L’Epître de Saint Paul, (Rm 12, 9-21) vient interpeller chacun de nous (autochtones et étrangers) à vaincre l’esprit de haine, de vengeance et d’intérêt personnel pour le bien du peuple. Ce pour quoi St Paul nous invite en ces termes : « Que l’amour soit sincère. Fuyez le mal avec horreur, attachez- vous au bien. Que l’amour fraternel vous lie d’une mutuelle affection. Ne rendez à personne le mal pour le mal, ayez à cœur de faire le bien devant tous les hommes » (v. 9-10-17). Peuple Ivoirien, il faut que la haine qui est en chacun de nous se change en amour sincère, fraternel et en paix[6]. Quittons les chemins de la haine, de la vengeance, de la rancœur pour emprunter ceux de l’amour et de la vérité. Pour Saint Paul, l’amour qui unit au Christ c’est l’amour ouvert à tous les hommes ; parce que tous nous sommes fils d’un même père Céleste rachetés par le même sauveur Jésus[7]. Habitants de la Côte d’Ivoire, à la suite de Saint Paul, méditons le discours du pape Paul VI à l’O.N.U , du 04 octobre 1965 :« Jamais plus la guerre, jamais plus la guerre c’est la paix .» La paix, qui doit guider le destin des peuples et toute l’humanité. La paix, vous savez, ne se construit pas seulement au moyen de la politique et de l’équilibre des forces et des intérêts. Elle se construit avec l’esprit, des idées, les œuvres de paix. Si vous voulez être frères, laissez tomber les armes de vos mains. On ne peut pas aimer avec les armes offensives dans les mains[8] ». La recherche de cette paix nationale doit commencer en nous même, à la maison, dans notre quartier, au bureau, dans nos villages et villes et ceux qui vivent autour de nous sans distinctions de race et de peuple. Alors la ferme volonté de respecter les autres peuples ainsi que leur dignité, la pratique assidue de la fraternité sont absolument indispensable à la construction de la paix[9]. Cette paix que nous recherchons tant entre nous pour un mieux-être, sera pour nous le fruit de l’amour, de la justice, de la charité, du pardon, de l’humilité, du dialogue … Cela sera aussi un combat contre notre égoïsme et notre orgueil. Elle exige que nous menions la guerre à l’intérieur de nous-même pour être plus vrai, plus juste, plus charitable, plus doux et plus humble. Car, la vraie paix devrait être fondée sur le dialogue, la vérité, la justice et l’amour ». Ainsi nous pourrons être des artisans de paix dans notre pays et pour le monde[10].

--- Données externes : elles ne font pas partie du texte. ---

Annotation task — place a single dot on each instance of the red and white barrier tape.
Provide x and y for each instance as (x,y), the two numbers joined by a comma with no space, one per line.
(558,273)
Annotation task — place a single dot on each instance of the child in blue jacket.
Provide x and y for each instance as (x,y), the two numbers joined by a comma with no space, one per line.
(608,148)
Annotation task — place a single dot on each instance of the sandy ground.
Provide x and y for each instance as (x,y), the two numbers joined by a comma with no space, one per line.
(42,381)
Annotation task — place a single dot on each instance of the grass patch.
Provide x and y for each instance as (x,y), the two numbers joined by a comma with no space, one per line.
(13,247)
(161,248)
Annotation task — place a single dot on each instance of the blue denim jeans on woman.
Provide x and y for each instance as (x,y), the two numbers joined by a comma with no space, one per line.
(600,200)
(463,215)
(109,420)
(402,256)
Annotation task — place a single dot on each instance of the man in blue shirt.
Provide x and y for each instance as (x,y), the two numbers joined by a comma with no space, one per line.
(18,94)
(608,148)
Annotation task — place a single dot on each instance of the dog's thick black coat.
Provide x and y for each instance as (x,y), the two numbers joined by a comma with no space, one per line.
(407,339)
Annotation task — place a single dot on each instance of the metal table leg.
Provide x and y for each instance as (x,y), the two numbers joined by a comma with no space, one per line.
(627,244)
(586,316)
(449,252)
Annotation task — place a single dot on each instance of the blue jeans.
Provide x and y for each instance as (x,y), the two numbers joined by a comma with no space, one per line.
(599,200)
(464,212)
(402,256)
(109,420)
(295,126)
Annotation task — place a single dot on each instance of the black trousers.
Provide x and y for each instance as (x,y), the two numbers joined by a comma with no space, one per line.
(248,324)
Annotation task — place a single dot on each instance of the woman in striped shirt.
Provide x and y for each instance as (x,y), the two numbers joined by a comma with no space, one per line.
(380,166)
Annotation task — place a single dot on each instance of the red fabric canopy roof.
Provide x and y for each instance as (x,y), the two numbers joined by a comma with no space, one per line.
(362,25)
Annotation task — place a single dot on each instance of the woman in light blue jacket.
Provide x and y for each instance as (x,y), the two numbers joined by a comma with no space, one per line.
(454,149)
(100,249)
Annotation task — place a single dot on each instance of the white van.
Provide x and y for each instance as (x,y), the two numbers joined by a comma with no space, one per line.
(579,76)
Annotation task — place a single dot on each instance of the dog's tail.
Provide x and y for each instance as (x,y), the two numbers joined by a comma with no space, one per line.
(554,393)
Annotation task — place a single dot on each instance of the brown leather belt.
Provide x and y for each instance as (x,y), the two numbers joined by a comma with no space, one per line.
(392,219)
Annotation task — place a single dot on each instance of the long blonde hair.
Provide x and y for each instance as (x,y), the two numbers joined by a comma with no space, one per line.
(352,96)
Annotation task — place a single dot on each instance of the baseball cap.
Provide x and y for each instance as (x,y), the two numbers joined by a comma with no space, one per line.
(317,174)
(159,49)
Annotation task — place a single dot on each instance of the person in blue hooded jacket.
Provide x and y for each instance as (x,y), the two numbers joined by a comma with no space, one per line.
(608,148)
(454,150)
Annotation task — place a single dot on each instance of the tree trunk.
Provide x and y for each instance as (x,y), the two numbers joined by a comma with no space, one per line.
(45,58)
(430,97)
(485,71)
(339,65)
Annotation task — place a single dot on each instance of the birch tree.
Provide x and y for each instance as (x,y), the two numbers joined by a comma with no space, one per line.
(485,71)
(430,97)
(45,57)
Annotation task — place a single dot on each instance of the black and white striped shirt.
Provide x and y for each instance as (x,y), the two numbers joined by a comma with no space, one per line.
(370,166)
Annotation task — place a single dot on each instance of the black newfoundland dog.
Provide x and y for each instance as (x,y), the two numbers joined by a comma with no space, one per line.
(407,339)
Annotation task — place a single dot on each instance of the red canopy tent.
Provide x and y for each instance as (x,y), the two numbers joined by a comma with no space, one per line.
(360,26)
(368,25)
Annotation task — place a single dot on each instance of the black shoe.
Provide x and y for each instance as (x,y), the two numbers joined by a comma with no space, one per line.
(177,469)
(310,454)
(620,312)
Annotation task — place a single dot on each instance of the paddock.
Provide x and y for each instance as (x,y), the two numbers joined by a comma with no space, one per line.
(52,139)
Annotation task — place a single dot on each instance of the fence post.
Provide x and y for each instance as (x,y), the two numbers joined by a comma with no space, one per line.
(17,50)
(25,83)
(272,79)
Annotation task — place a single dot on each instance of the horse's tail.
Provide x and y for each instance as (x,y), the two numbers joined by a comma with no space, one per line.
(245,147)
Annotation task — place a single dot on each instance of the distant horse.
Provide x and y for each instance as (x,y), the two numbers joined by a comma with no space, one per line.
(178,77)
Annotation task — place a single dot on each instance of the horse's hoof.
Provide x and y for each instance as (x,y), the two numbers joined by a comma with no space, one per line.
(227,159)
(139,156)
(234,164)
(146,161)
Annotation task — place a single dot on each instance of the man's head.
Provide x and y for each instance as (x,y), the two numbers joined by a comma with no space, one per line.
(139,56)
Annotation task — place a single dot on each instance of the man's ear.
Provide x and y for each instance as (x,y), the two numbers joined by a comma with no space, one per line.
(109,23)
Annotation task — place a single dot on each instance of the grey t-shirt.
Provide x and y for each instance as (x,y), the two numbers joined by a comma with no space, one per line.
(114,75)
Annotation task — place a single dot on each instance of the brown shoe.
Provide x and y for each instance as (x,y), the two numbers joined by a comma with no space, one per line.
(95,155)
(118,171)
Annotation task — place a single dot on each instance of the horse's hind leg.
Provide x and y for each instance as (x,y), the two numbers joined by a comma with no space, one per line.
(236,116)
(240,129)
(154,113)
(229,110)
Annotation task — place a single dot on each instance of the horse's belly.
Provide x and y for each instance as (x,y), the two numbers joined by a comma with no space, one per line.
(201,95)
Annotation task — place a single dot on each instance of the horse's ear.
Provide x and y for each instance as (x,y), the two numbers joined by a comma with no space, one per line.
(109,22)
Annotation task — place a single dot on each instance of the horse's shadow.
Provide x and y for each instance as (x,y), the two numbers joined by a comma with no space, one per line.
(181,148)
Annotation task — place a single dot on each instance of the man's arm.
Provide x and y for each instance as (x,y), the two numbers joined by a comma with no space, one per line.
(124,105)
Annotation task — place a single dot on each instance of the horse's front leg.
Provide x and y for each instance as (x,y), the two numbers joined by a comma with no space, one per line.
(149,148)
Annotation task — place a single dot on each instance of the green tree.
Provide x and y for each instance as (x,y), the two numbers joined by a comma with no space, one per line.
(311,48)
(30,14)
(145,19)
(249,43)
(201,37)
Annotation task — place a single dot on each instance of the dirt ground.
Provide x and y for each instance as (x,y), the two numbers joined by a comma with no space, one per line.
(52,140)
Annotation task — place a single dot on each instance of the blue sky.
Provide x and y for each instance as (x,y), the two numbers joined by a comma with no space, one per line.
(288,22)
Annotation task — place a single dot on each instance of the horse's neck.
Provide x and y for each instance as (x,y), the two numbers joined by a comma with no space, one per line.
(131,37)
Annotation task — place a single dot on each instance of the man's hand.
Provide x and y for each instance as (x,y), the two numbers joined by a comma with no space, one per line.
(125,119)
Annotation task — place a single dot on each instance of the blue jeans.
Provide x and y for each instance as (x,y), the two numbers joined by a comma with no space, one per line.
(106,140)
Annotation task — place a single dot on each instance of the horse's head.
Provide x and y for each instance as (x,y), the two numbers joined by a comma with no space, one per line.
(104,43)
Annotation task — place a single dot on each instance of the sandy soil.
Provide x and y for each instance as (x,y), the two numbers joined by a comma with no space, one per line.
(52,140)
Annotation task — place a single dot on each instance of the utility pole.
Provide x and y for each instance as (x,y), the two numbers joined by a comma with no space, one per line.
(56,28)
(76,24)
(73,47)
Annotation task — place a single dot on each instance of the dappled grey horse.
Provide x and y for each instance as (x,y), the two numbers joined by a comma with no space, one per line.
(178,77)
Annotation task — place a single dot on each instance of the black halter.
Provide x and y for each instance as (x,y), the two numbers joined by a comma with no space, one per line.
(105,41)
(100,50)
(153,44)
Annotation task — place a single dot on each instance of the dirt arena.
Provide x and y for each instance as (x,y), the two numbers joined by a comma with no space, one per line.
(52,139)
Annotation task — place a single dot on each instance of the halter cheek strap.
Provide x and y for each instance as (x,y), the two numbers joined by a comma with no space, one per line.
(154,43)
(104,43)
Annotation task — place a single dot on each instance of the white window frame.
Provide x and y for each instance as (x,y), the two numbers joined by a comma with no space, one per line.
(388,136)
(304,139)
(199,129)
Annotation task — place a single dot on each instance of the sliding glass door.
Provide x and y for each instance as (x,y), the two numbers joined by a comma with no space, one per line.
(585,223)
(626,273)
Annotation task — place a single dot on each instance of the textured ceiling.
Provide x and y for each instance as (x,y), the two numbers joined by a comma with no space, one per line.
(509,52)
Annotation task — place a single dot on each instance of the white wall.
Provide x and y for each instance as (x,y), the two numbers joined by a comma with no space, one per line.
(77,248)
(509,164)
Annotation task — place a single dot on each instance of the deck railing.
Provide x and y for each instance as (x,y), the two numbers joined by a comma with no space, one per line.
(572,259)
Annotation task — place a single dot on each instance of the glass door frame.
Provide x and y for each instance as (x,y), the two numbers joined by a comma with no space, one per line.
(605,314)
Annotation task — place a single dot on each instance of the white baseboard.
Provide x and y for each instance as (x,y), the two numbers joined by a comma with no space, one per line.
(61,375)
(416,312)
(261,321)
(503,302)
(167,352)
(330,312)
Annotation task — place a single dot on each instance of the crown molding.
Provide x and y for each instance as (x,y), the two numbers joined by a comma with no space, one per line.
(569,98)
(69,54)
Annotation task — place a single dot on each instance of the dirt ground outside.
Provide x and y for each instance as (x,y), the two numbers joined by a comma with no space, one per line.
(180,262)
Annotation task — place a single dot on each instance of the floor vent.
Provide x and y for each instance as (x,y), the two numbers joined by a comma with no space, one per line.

J’aimerais particulièrement m’adresser aux hommes politique, « La politique ne doit pas perdre de vue sa dimension communautaire de recherche de bien commun ou public. Le peuple doit être le premier servi et respecté. C’est en vue de son bien-être que l’on est élu et que l’on travaille dans le domaine politique » (Le chrétien face à la politique N°54). St Paul interpelle chacun des acteurs politiques de la Côte d’Ivoire. « Soyez bien d’accord entre vous : n’ayez pas le goût des grandeurs, mais laissez-vous attirer parce qui est humble. Ne vous prenez pas pour des sages » (Rm 12, 16) . Et « Ne te laisse pas vaincre par le mal mais sois vainqueur du mal par le bien » (Rm, 12, 21).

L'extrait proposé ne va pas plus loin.